As the game meandered to its inevitable conclusion, former Knicks-turned-TV-commentators Mark Jackson and Jeff Van Gundy lamented the Knicks’ ongoing “talent issues” and agreed that their failure to establish a low post and/or pick and roll game was the primary cause of the long periods of offensive stagnation and their field goal and three point shooting percentages. The Knicks reduced the Cavs’ 20 point lead to single figures in the dying minutes of the game to make the final score a semi-respectable 100-91 but that masks how inferior they were to their opponents. James’ 33 point, nine assist, eight rebound performance showed the Knicks everything they are missing.

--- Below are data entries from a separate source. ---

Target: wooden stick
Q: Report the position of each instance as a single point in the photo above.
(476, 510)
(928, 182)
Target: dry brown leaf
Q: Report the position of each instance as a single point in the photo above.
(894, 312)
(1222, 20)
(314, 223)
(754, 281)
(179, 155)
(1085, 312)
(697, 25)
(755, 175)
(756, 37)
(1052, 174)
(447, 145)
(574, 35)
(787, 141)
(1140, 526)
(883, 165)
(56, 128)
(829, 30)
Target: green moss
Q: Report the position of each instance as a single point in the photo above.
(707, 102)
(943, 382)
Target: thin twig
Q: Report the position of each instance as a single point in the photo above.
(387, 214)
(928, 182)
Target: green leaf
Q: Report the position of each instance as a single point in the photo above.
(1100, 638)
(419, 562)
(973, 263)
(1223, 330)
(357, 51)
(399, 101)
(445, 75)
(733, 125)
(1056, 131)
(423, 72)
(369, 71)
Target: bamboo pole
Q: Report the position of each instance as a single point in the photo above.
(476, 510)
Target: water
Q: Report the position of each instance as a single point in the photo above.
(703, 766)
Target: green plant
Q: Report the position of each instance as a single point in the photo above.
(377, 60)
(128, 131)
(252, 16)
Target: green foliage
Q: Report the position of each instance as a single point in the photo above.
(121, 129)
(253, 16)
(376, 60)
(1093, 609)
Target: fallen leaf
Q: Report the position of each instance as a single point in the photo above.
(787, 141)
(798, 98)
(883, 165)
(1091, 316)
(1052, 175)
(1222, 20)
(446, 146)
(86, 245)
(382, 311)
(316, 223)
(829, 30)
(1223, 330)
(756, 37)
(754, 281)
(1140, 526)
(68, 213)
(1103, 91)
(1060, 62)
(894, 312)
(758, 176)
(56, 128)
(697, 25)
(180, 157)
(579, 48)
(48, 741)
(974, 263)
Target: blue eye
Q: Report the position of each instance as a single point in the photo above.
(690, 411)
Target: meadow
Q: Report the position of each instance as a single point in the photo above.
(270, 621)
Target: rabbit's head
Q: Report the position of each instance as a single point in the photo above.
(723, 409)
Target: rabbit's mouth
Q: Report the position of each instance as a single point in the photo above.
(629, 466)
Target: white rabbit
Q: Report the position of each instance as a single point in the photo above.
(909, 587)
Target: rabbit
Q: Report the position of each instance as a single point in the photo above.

The man is supremely skilled but he is also a fine team mate and leader, revelling in the atmosphere at MSG and enjoying his team mates’ successes. As Chris Rock suggested when he was interviewed courtside, “when Al Harrington is your go-to guy, you know you are in trouble”.

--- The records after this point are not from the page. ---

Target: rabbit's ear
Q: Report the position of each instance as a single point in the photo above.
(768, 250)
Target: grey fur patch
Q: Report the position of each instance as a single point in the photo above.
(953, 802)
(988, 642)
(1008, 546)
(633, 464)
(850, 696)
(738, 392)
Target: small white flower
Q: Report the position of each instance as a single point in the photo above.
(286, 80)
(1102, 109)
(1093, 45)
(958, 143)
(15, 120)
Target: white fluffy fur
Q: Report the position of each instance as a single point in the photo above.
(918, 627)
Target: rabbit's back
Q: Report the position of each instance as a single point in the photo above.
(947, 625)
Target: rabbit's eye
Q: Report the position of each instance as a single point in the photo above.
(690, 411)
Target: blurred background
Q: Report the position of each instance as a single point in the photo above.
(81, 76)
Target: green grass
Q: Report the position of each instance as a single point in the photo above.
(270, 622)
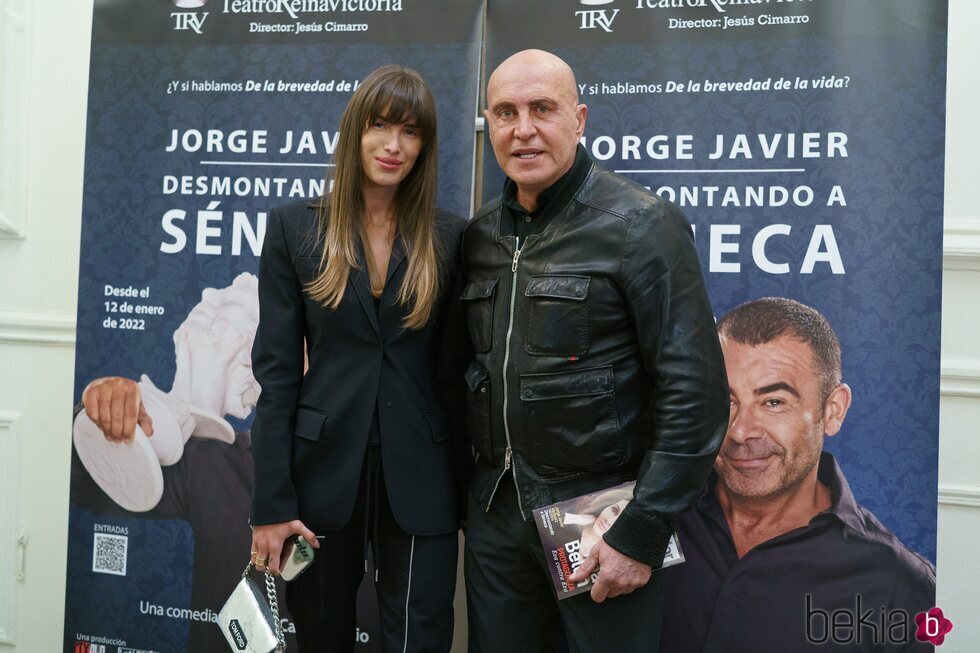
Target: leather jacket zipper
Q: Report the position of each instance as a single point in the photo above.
(508, 452)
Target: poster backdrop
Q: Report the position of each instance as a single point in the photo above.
(804, 142)
(203, 114)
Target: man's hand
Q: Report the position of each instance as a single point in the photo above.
(618, 573)
(268, 540)
(115, 405)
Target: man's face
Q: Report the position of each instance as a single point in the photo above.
(535, 123)
(778, 420)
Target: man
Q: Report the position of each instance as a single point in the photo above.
(596, 362)
(780, 556)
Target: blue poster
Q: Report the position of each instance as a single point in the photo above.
(803, 140)
(203, 115)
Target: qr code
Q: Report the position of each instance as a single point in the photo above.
(109, 554)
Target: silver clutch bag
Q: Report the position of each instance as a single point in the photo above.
(250, 624)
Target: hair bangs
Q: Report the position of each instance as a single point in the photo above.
(405, 100)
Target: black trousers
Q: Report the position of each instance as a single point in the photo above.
(512, 607)
(415, 579)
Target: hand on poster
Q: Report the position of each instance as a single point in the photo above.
(115, 405)
(213, 378)
(618, 573)
(268, 541)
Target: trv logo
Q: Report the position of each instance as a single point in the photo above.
(188, 20)
(596, 18)
(880, 626)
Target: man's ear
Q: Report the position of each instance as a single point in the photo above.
(835, 408)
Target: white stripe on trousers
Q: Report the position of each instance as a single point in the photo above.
(408, 591)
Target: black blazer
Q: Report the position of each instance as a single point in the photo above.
(310, 432)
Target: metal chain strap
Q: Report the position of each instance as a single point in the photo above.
(270, 589)
(270, 592)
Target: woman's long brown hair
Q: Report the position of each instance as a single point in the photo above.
(396, 95)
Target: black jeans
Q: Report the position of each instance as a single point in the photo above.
(415, 579)
(512, 605)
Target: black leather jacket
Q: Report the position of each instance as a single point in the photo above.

Twenty-four hours later, the Knicks were thoroughly dissected in Milwaukee. After hitting their first four shots, they totally and utterly capitulated to trail the Bucks 66-35 at the half. Don’t bother with the box score for this game. Instead, ask yourself this question. How on earth has D’Antoni avoided criticism for the sad state of his team? His over-hyped, one-dimensional offense only splutters sporadically into life. His team play no defence at all and are regularly out of games by half time. His players amble through increasingly heavier defeats making basic mistakes and looking like they couldn’t care less. There’s no team work, especially on the defensive end.
When is someone going to ask why this team have quit on the coach seven miserable games into a new season? If there’s truth to the rumour that the players are insulted by the New York media’s focus on Lebron and have decided to sleepwalk through the season, that’s as big an indictment on the coach as anything that happened in the Isiah era. And remember, thanks to Mr Thomas, even if the Knicks tank the entire season there’s no draft pick at the end of it. Donnie Walsh will argue that this current Knicks squad have little bearing on his long term vision for the team. Next year’s roster will bear little resemblance to the one currently embarrassing the Big Apple. It is too much to ask the MSG faithful to sit through performances this bad on the promise of a better tomorrow. While everyone expected the Knicks to be mediocre this year, nobody was prepared for them being this poor. If he cannot coax better effort from his team, Mike D’Antoni will need to grow a thick skin if he is to make it to Walsh’s promised land of free agent nirvana in the summer of 2010.
On this week’s evidence, the NBA’s most popular coach is looking more and more like a fraud. On this week’s evidence, the Knicks are still a total mess. On this week’s evidence, there’s no way Lebron James will be caught dead in a blue and orange uniform next season.